Das Bündnis möchte zudem ein Modellprojekt zum Verkauf von Haschisch starten, möglicherweise über Coffeeshops wie in Holland. Auch im Asylbereich gibt es neue Projekte. Schleswig-Holstein soll im Rahmen eines Sonderkontingents 500 Flüchtlinge aus Lagern in der Türkei aufnehmen sowie in Berlin für ein Einwanderungsgesetz streiten. Auf Landesebene ist ein Integrationsgesetz geplant, um Rechte und Pflichten von Flüchtlingen festzuschreiben.

Flüchtlingspolitik: Abschiebehaft letztes Mittel

Neben dem Ausbau der Windenergie und einer flächendeckenden Wiedereinführung des Abiturs nach neun Jahren hatten die Koalitionäre intensiv über die Flüchtlingspolitik gestritten. Dass hier besonders konträre Positionen zu vereinbaren waren, liest sich im Vertrag entsprechend: „Für uns gilt der Grundsatz, dass wir ein konsequentes Rückführungsmanagement mit unseren humanitären Grundüberzeugungen in Einklang bringen“, heißt es.

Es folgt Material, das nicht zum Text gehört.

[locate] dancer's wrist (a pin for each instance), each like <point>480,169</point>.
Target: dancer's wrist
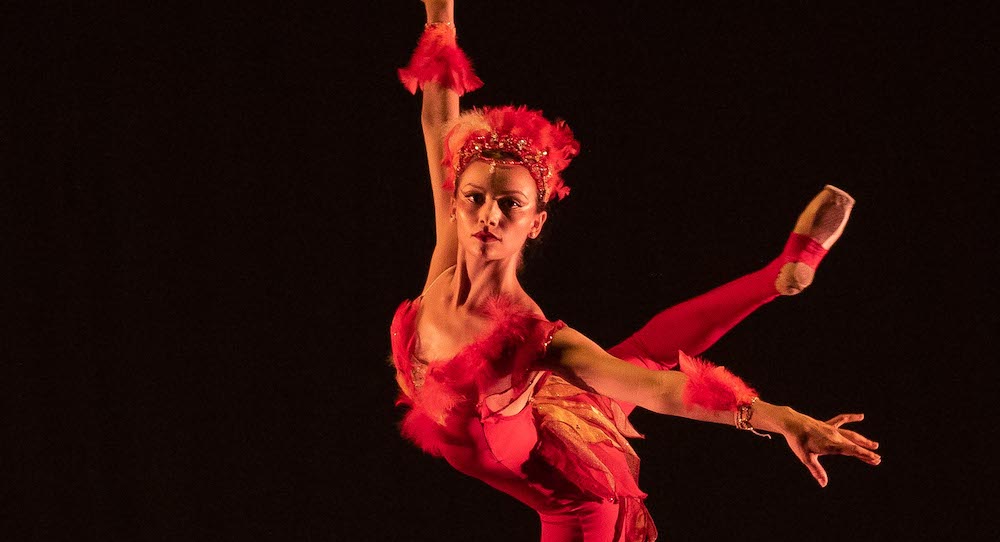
<point>440,11</point>
<point>771,418</point>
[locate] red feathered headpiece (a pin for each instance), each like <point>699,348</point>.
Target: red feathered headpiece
<point>511,135</point>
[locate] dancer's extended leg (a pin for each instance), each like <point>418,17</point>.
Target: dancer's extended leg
<point>695,325</point>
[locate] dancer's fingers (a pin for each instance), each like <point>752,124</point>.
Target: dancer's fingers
<point>841,419</point>
<point>859,439</point>
<point>811,461</point>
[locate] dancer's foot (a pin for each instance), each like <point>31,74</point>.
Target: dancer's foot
<point>818,228</point>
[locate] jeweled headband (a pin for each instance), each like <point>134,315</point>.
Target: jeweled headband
<point>511,136</point>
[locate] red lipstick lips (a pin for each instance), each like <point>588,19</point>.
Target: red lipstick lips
<point>485,236</point>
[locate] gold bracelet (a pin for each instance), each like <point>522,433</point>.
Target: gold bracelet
<point>446,24</point>
<point>742,418</point>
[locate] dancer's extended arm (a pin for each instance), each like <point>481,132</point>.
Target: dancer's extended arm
<point>580,361</point>
<point>440,106</point>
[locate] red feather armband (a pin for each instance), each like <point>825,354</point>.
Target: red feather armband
<point>713,387</point>
<point>439,59</point>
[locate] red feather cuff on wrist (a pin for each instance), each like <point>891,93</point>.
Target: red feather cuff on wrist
<point>712,387</point>
<point>438,58</point>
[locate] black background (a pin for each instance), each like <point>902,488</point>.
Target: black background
<point>212,212</point>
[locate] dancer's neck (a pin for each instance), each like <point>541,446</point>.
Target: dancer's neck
<point>476,280</point>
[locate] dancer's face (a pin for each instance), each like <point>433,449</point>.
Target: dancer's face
<point>496,210</point>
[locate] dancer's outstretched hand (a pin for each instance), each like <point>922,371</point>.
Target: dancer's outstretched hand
<point>810,438</point>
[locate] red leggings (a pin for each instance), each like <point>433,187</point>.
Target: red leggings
<point>696,324</point>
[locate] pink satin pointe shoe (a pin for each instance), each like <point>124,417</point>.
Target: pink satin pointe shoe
<point>817,229</point>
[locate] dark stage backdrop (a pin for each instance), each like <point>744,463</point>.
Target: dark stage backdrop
<point>213,211</point>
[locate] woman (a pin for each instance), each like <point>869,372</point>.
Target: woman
<point>529,405</point>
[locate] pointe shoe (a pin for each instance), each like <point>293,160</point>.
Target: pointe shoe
<point>819,226</point>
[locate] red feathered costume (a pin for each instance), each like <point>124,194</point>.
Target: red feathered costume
<point>566,453</point>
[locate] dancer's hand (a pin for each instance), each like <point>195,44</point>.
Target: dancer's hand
<point>810,438</point>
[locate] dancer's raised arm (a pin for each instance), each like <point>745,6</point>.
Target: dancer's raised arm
<point>441,70</point>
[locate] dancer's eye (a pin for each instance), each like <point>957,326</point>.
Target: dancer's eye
<point>509,203</point>
<point>475,197</point>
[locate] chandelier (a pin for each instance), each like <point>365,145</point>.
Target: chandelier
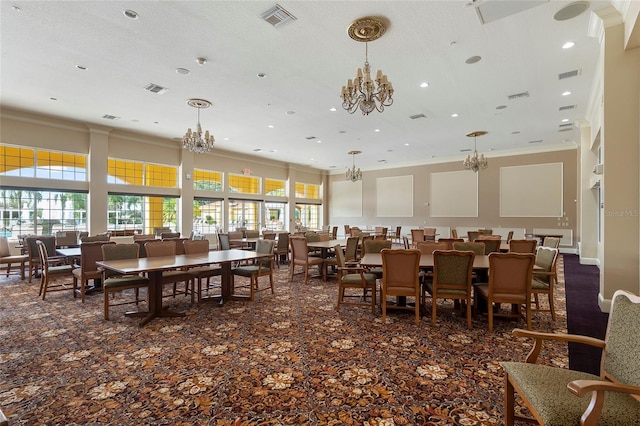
<point>196,141</point>
<point>362,92</point>
<point>354,174</point>
<point>475,162</point>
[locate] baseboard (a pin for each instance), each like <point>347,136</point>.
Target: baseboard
<point>605,304</point>
<point>590,261</point>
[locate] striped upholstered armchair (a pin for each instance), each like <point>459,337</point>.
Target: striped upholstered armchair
<point>557,396</point>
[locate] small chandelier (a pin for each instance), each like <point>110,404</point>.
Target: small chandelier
<point>475,162</point>
<point>362,92</point>
<point>195,141</point>
<point>354,174</point>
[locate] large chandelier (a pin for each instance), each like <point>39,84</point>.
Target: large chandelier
<point>362,92</point>
<point>196,141</point>
<point>354,174</point>
<point>475,162</point>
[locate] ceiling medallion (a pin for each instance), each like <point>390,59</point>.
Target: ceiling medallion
<point>475,162</point>
<point>363,92</point>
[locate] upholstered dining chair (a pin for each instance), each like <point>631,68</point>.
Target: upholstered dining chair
<point>352,277</point>
<point>376,246</point>
<point>261,267</point>
<point>113,282</point>
<point>417,235</point>
<point>449,242</point>
<point>33,255</point>
<point>300,257</point>
<point>552,242</point>
<point>53,270</point>
<point>544,277</point>
<point>472,235</point>
<point>168,248</point>
<point>523,246</point>
<point>400,277</point>
<point>491,243</point>
<point>6,258</point>
<point>476,247</point>
<point>451,280</point>
<point>561,397</point>
<point>90,253</point>
<point>281,250</point>
<point>509,282</point>
<point>201,273</point>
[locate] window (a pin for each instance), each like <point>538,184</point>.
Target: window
<point>128,213</point>
<point>276,217</point>
<point>207,215</point>
<point>275,187</point>
<point>207,180</point>
<point>244,214</point>
<point>307,216</point>
<point>41,163</point>
<point>125,172</point>
<point>307,190</point>
<point>41,212</point>
<point>244,184</point>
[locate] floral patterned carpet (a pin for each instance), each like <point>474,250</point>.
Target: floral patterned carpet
<point>284,359</point>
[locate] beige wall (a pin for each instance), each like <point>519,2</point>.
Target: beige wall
<point>488,195</point>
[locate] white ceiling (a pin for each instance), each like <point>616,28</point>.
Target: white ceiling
<point>306,62</point>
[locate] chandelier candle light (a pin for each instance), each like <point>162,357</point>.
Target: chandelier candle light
<point>475,162</point>
<point>362,92</point>
<point>354,174</point>
<point>196,141</point>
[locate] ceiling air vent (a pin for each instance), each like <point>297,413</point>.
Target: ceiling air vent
<point>416,116</point>
<point>154,88</point>
<point>518,96</point>
<point>569,74</point>
<point>277,16</point>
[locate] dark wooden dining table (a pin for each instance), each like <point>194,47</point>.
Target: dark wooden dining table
<point>155,266</point>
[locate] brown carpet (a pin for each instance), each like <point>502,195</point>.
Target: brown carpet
<point>284,359</point>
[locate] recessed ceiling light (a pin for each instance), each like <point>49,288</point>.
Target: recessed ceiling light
<point>473,60</point>
<point>131,14</point>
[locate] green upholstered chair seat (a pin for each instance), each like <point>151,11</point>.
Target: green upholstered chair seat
<point>442,293</point>
<point>60,270</point>
<point>356,279</point>
<point>539,285</point>
<point>545,387</point>
<point>246,271</point>
<point>125,281</point>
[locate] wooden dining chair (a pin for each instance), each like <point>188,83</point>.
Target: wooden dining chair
<point>53,270</point>
<point>509,282</point>
<point>400,277</point>
<point>452,279</point>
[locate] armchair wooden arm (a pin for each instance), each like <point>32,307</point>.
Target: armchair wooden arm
<point>540,337</point>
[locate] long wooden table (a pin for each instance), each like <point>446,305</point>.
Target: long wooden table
<point>426,261</point>
<point>155,266</point>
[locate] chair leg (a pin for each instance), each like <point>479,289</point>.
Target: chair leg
<point>509,402</point>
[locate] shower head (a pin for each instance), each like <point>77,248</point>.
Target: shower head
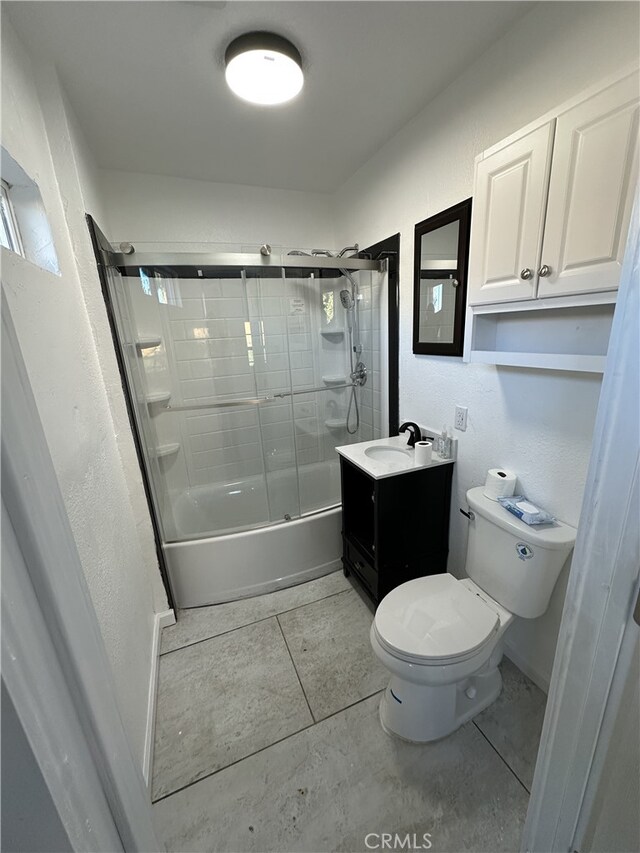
<point>347,300</point>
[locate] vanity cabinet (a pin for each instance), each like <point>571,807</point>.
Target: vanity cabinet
<point>394,528</point>
<point>552,206</point>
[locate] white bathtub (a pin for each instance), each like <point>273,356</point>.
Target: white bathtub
<point>228,566</point>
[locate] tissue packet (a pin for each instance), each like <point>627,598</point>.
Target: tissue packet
<point>525,510</point>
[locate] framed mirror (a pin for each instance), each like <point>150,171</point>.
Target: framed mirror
<point>441,256</point>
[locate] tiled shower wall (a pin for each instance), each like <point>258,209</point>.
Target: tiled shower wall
<point>235,338</point>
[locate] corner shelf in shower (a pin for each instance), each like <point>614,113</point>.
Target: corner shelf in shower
<point>148,343</point>
<point>164,450</point>
<point>158,397</point>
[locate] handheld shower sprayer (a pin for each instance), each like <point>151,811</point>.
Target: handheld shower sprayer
<point>347,300</point>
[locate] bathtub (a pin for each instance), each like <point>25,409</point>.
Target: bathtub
<point>224,566</point>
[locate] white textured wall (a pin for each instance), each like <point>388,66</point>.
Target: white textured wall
<point>66,344</point>
<point>156,209</point>
<point>538,423</point>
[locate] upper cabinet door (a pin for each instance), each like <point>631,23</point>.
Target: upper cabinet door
<point>591,192</point>
<point>509,206</point>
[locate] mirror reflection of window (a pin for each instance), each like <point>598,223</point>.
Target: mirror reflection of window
<point>441,251</point>
<point>436,298</point>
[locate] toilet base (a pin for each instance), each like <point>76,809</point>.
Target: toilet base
<point>420,713</point>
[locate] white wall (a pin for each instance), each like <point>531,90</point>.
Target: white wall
<point>66,344</point>
<point>537,423</point>
<point>156,209</point>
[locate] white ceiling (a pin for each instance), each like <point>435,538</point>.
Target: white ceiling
<point>146,80</point>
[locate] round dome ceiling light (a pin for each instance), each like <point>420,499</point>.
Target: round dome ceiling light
<point>263,68</point>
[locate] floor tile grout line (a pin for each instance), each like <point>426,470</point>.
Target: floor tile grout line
<point>295,668</point>
<point>501,757</point>
<point>262,749</point>
<point>226,766</point>
<point>255,622</point>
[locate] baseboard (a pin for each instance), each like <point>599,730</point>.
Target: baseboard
<point>531,672</point>
<point>161,620</point>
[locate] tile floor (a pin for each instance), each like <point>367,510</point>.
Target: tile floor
<point>268,739</point>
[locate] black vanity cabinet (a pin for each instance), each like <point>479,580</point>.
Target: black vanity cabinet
<point>396,528</point>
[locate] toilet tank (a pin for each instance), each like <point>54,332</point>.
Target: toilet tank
<point>515,563</point>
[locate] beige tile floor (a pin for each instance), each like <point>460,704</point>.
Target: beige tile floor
<point>268,739</point>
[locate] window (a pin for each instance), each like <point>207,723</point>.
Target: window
<point>9,233</point>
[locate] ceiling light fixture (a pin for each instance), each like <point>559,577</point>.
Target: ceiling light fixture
<point>263,68</point>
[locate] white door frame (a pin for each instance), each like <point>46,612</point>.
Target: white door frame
<point>602,590</point>
<point>54,662</point>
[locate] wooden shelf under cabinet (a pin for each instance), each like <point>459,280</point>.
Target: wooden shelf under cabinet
<point>568,338</point>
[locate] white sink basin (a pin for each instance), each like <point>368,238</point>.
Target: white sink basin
<point>387,454</point>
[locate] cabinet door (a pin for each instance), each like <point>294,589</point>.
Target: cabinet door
<point>508,214</point>
<point>591,192</point>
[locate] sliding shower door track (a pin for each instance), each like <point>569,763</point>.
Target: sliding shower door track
<point>256,401</point>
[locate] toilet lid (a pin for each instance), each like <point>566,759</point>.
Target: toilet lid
<point>434,617</point>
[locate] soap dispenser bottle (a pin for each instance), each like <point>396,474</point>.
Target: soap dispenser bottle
<point>444,445</point>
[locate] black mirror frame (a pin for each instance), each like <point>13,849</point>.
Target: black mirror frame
<point>461,212</point>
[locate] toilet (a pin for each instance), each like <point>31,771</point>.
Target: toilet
<point>442,638</point>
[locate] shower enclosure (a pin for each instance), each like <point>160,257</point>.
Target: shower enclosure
<point>244,371</point>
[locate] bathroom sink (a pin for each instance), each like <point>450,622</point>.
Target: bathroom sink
<point>387,454</point>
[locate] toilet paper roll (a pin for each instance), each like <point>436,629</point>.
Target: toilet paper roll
<point>422,453</point>
<point>500,483</point>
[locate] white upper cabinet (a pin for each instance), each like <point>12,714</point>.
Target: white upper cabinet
<point>508,217</point>
<point>593,177</point>
<point>551,209</point>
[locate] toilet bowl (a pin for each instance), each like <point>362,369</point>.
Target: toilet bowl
<point>441,638</point>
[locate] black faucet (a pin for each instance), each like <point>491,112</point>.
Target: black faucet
<point>414,432</point>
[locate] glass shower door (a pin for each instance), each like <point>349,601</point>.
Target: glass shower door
<point>269,340</point>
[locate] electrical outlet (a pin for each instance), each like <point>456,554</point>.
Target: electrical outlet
<point>461,418</point>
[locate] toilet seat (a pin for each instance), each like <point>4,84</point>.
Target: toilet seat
<point>434,621</point>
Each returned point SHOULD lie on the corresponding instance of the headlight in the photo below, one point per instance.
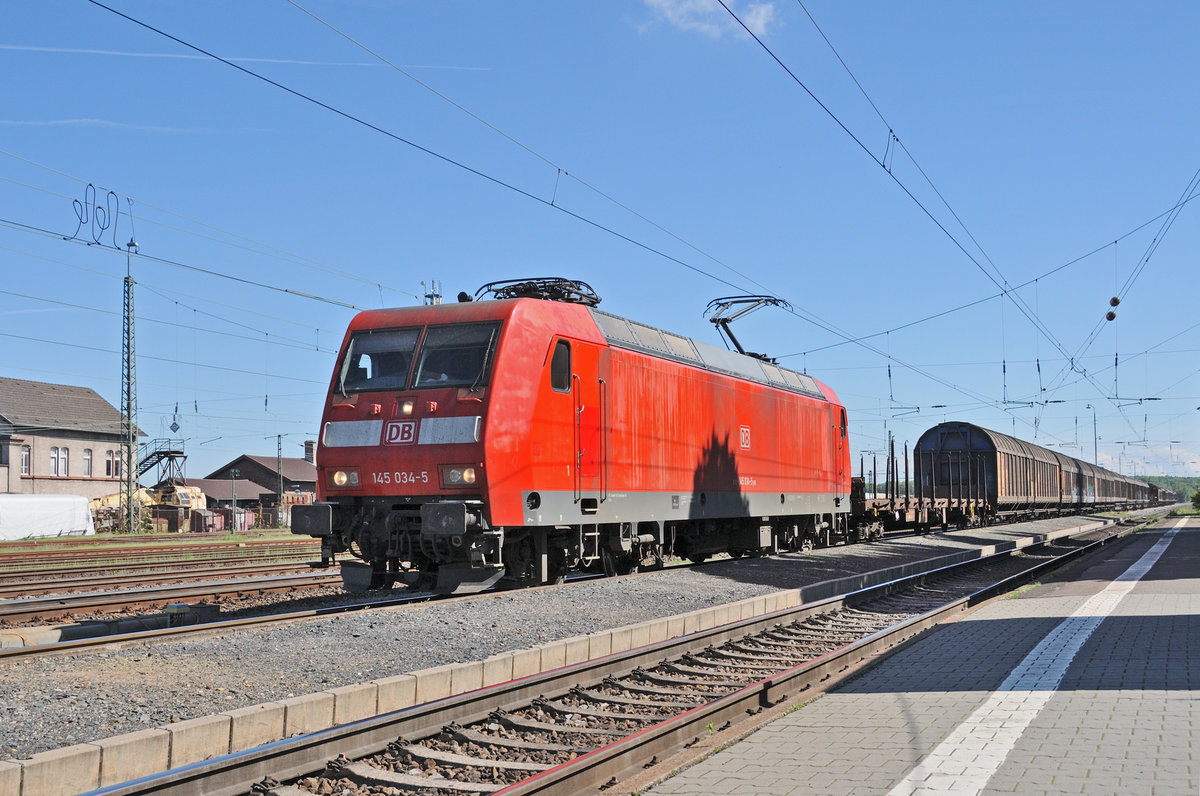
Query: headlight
(345, 478)
(457, 476)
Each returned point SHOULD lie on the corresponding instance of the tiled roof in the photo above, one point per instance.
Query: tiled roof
(33, 406)
(294, 470)
(222, 490)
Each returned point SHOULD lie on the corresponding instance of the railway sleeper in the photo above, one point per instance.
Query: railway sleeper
(649, 690)
(532, 725)
(750, 669)
(562, 708)
(466, 761)
(361, 773)
(688, 682)
(466, 735)
(613, 699)
(739, 652)
(703, 670)
(829, 635)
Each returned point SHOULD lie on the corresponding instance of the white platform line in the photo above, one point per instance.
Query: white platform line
(973, 750)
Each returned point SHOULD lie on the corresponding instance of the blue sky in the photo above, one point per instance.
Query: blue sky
(653, 149)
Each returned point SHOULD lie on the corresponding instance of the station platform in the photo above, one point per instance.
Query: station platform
(1087, 684)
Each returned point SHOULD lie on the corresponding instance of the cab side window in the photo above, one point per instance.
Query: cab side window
(561, 367)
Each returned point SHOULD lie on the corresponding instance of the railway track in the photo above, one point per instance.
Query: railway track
(587, 725)
(63, 605)
(34, 587)
(83, 558)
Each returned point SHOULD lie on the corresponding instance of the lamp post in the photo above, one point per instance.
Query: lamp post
(1096, 455)
(233, 507)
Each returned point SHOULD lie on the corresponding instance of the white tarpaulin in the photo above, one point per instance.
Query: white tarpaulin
(43, 515)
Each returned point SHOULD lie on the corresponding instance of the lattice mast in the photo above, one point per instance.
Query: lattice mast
(131, 507)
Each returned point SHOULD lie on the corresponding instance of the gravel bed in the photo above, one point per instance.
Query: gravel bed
(52, 702)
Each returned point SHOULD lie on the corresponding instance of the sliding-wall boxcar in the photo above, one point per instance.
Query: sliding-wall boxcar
(981, 472)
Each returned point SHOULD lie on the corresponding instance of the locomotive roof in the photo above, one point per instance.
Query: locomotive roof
(646, 339)
(1002, 442)
(617, 331)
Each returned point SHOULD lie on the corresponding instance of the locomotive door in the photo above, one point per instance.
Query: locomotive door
(589, 390)
(838, 423)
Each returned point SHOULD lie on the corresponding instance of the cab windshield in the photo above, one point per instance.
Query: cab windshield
(378, 360)
(457, 355)
(450, 355)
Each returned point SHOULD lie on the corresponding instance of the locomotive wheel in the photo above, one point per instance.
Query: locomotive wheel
(557, 567)
(384, 572)
(618, 563)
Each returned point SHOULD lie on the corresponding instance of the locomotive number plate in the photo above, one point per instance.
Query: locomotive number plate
(401, 477)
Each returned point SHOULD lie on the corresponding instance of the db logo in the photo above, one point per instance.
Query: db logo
(400, 432)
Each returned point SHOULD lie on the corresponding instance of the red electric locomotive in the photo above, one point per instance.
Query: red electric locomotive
(516, 438)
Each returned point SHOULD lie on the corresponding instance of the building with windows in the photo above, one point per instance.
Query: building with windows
(58, 440)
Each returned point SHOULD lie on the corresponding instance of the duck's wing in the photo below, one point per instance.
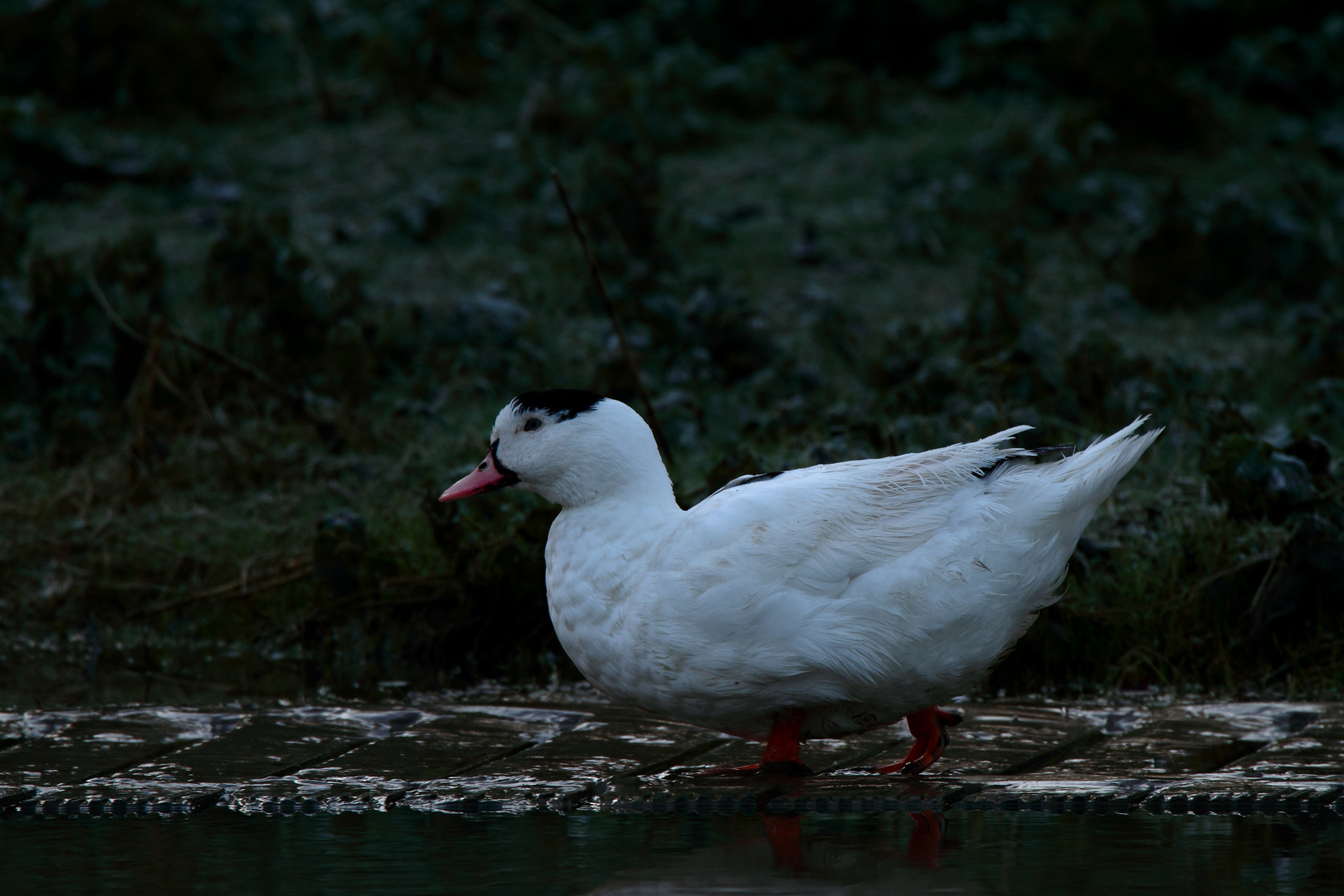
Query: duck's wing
(851, 572)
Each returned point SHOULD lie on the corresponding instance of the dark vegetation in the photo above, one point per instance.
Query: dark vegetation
(269, 269)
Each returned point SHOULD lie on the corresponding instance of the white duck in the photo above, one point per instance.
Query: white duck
(808, 603)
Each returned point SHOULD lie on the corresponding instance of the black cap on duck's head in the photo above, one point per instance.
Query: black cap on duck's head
(572, 448)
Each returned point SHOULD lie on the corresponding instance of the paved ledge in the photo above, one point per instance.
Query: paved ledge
(518, 755)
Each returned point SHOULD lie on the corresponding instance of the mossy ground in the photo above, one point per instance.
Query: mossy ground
(816, 261)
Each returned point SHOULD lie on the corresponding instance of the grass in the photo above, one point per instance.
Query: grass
(801, 288)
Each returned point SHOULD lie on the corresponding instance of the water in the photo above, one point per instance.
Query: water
(411, 852)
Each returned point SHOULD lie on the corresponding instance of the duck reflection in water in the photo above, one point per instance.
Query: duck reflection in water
(926, 845)
(788, 855)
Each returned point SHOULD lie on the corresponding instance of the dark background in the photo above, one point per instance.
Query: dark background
(269, 269)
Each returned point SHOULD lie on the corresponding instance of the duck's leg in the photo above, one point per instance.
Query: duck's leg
(782, 751)
(930, 730)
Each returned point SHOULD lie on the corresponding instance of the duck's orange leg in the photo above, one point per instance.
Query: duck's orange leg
(930, 730)
(782, 751)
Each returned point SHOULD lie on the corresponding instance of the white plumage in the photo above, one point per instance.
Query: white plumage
(856, 592)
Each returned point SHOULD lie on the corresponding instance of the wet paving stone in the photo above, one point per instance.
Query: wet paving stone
(95, 747)
(1181, 740)
(269, 744)
(570, 770)
(1198, 758)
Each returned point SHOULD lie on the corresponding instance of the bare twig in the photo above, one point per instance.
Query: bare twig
(616, 321)
(245, 586)
(223, 358)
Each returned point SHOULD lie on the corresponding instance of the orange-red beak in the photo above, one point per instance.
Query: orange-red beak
(487, 477)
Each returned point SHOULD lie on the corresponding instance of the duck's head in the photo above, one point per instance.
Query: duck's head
(569, 446)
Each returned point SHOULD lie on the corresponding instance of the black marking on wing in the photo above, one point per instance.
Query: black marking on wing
(561, 403)
(747, 480)
(1032, 457)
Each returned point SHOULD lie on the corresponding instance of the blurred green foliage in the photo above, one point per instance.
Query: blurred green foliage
(268, 268)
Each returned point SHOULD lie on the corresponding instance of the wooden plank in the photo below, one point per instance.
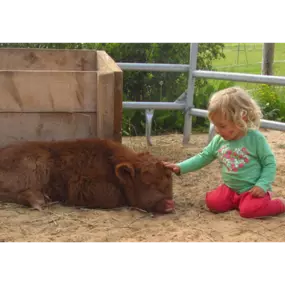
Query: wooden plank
(48, 126)
(48, 91)
(47, 59)
(106, 64)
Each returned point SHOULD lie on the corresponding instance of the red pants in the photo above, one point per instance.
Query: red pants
(223, 199)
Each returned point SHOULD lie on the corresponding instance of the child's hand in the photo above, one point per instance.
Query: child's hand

Vorrang vor Abschiebungen habe eine unabhängige Beratung der Ausreisepflichtigen. „Freiheitsentziehende Maßnahmen“ und Abschiebehaft seien ausdrücklich das letzte Mittel. Die Jamaika-Koalition strebt im norddeutschen Verbund eine Einrichtung an, die den Eindruck vermeiden soll, es würde es sich um eine Strafanstalt handeln. „Diese Standards sind in der stillgelegten Einrichtung in Rendsburg nicht gegeben.“ Angesichts der unsicheren Lage in Afghanistan werde das Innenministerium künftig jeden Einzelfall prüfen. Im Zweifel habe Humanität Vorrang vor Abschiebung. Man werde ferner im Bundesrat für eine Verkürzung der zweijährigen Wartefrist für Familienzusammenführungen forcieren, heißt es.

Schleswig-Holstein: Zuschnitt der Ministerien steht fest

Auch der Zuschnitt der Ministerien steht fest. Die Wissenschaft soll zurück ins Bildungsressort, das Sozialministerium den Kita-Bereich behalten. Regieren sollen fünf Männer und drei Frauen.

Die Parteien wollen den Vertrag am Freitag unterzeichnen, nach Zustimmung von Gremien beziehungsweise Mitgliedern in zwei Wochen Günther zum Ministerpräsidenten wählen. Vier Wochen nach der Wahl in NRW einigten sich dort CDU und FDP auf die Bildung einer schwarz-gelben Regierung.